Neue Westfälische ,
24.09.2004 :
Fremd in der eigenen Heimat / Eine Gütersloher Flüchtlingsfamilie darf erstmals nach 25 Jahren ihr Dorf in Anatolien besuchen
Von Andreas Püfke
Gütersloh. Ein Vierteljahrhundert ist es her, dass Aziz Danho (Name geändert) sein Elternhaus zuletzt gesehen hat. Nach seiner dramatischen Flucht im Herbst 1979 haben Andere dort gewohnt, Andere seine Mandelbäume abgeerntet. Wenn er in einigen Tagen zurückkehren kann, in Folge der türkischen Bemühungen um einen raschen EU-Beitritt, dann wird er ein Fremder in der eigenen Heimat sein.
Aziz' Haus steht in Sariköy, einem kleinen Dorf unweit der syrischen Grenze in Südost-Anatolien.
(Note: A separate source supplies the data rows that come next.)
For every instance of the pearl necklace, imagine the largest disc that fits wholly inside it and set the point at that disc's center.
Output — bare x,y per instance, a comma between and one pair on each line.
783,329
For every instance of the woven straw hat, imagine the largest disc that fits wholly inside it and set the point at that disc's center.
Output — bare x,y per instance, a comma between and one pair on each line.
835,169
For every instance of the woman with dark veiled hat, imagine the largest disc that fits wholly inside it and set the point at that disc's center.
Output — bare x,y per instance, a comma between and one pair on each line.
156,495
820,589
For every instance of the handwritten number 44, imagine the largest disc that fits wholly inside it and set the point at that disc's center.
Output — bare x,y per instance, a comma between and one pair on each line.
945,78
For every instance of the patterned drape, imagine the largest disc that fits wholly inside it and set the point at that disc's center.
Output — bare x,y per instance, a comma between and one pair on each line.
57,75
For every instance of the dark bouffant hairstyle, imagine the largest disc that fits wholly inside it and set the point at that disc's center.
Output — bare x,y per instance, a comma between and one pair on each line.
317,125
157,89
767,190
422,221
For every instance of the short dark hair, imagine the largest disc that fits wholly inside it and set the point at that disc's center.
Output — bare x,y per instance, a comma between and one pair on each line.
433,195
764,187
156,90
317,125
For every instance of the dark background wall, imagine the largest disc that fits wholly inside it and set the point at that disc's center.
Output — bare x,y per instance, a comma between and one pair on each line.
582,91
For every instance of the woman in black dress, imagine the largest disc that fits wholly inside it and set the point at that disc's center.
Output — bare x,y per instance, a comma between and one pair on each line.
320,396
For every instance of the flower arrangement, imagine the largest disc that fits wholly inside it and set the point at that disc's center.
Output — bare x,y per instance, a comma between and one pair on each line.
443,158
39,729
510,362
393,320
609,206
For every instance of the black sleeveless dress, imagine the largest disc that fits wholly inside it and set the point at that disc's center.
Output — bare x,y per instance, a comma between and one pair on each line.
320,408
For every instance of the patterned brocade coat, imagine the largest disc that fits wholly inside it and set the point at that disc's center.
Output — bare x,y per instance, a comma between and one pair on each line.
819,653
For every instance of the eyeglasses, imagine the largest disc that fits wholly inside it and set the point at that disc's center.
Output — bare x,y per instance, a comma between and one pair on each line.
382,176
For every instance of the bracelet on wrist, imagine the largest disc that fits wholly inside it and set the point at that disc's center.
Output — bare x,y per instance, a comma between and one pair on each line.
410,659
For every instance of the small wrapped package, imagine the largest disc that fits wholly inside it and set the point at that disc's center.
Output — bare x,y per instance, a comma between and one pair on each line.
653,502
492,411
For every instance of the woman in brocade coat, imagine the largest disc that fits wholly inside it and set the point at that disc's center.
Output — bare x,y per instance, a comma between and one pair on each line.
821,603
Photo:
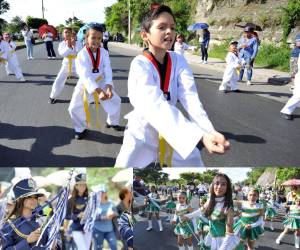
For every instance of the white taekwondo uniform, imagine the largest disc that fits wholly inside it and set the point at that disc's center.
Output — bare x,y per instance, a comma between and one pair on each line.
67,66
89,82
154,115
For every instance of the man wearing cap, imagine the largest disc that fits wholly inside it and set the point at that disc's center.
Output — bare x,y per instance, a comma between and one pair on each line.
248,48
21,231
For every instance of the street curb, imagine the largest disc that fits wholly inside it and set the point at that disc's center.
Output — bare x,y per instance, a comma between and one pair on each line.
272,77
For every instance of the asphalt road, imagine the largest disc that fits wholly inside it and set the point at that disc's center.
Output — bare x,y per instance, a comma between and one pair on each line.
37,134
167,240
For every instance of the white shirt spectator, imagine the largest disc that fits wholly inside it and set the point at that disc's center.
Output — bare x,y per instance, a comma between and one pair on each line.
27,34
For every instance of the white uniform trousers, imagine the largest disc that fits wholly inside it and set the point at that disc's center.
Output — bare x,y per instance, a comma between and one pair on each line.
12,67
293,102
60,81
82,239
76,109
135,153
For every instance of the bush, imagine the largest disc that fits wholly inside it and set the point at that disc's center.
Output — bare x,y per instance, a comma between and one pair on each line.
269,56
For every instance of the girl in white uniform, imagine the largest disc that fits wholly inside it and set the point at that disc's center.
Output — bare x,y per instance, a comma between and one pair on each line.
293,102
231,73
94,85
157,80
68,49
13,66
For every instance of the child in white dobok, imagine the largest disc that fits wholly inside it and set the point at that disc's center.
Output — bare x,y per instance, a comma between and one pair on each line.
231,73
157,80
68,49
12,65
94,85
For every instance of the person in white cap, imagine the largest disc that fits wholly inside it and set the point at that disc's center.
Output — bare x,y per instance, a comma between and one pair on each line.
294,101
12,65
231,73
103,226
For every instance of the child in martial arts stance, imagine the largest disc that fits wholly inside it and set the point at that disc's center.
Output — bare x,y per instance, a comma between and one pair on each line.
291,105
153,207
183,229
95,81
68,49
231,73
157,80
12,66
249,226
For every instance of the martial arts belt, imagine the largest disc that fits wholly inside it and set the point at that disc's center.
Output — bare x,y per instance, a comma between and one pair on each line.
163,148
70,63
86,104
164,85
2,60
Der unscheinbare Ort hat eine bewegte, fast 3.000-jährige Geschichte: Hier lebten vor allem aramäische Christen wie Aziz, ehe sie in mehreren Wellen systematisch vertrieben wurden, die letzten während der Kämpfe zwischen Regierungstruppen und kurdischen Separatisten in den 90er Jahren.
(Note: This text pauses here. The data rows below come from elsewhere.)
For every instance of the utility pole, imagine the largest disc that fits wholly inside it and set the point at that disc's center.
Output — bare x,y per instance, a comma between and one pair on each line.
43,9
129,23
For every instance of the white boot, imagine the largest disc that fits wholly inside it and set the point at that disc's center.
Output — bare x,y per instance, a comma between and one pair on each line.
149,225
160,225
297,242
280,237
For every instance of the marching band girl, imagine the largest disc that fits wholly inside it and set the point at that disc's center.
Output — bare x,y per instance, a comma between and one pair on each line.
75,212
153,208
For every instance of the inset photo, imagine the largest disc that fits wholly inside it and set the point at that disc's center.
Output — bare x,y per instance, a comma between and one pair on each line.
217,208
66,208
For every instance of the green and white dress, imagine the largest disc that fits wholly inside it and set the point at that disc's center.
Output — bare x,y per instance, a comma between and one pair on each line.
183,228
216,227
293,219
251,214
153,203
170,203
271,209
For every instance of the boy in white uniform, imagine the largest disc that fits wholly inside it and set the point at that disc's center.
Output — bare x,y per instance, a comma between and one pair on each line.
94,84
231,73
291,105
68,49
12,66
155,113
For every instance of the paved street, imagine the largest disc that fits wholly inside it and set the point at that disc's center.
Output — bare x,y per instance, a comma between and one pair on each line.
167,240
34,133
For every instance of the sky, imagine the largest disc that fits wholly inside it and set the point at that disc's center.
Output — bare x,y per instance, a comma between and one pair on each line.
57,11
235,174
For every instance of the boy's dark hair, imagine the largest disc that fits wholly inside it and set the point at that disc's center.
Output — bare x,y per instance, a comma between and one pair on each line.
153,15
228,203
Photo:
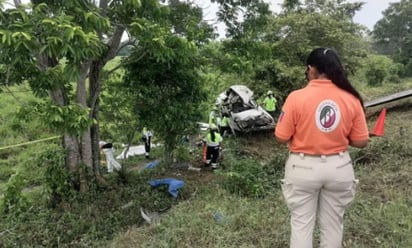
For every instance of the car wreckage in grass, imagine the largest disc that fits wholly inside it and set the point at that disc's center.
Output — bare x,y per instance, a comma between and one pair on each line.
245,115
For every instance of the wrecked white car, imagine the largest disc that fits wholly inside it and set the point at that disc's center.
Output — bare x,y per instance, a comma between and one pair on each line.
245,115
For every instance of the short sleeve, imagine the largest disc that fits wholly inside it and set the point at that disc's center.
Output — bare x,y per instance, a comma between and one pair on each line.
359,126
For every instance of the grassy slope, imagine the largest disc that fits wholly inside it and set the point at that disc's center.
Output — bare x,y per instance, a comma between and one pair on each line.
379,217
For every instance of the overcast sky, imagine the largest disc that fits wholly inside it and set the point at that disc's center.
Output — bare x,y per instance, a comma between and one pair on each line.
370,13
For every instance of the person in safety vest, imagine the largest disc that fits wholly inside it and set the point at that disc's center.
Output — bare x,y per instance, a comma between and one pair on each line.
224,125
147,138
111,163
213,142
214,117
270,103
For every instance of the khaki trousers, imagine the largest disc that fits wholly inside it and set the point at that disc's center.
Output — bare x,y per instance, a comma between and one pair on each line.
322,187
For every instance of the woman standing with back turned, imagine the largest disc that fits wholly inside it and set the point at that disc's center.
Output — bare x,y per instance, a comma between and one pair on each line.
319,122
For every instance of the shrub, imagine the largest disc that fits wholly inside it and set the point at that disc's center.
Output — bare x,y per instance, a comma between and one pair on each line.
377,69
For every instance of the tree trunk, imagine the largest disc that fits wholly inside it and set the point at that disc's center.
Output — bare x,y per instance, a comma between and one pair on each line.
85,139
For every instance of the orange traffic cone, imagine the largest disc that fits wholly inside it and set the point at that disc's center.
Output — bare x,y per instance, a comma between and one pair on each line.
379,127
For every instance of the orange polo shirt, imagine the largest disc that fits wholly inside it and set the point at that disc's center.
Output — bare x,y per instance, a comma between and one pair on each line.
320,119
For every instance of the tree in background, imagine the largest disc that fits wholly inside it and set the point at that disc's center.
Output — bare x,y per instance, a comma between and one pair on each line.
57,46
273,48
393,33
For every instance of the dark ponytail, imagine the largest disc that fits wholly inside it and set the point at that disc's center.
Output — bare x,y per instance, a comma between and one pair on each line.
327,61
212,134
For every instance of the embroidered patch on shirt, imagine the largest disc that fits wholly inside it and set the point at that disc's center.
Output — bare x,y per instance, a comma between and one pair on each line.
327,116
281,116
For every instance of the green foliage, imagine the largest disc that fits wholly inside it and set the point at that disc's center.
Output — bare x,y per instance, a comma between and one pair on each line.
392,34
56,179
377,69
247,177
13,199
109,210
163,85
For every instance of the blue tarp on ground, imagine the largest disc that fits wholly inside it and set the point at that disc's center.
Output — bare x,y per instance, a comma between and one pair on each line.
174,184
152,164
Aziz sah schon im Sommer 1979 keine andere Möglichkeit mehr als zu fliehen. Zwei Mal sei damals auf ihn geschossen worden, erzählt der heute 58-Jährige. Die 6-köpfige Familie machte sich deshalb auf den beschwerlichen Weg nach Europa, der kurz darauf jäh unterbrochen wurde: Noch auf türkischem Staatsgebiet starb Aziz' Vater, geschwächt durch die Strapazen der Flucht.
Mit dem Verstorbenen konnte Aziz unmöglich das Land verlassen und fuhr in einer riskanten Nacht-und-Nebel-Aktion noch einmal von Istanbul nach Sariköy zurück, um seinen Vater zu beerdigen, während der Rest der Familie die Flucht über den Bosporus fortsetzte. Wenig später gelang die Familienzusammenführung in Gütersloh.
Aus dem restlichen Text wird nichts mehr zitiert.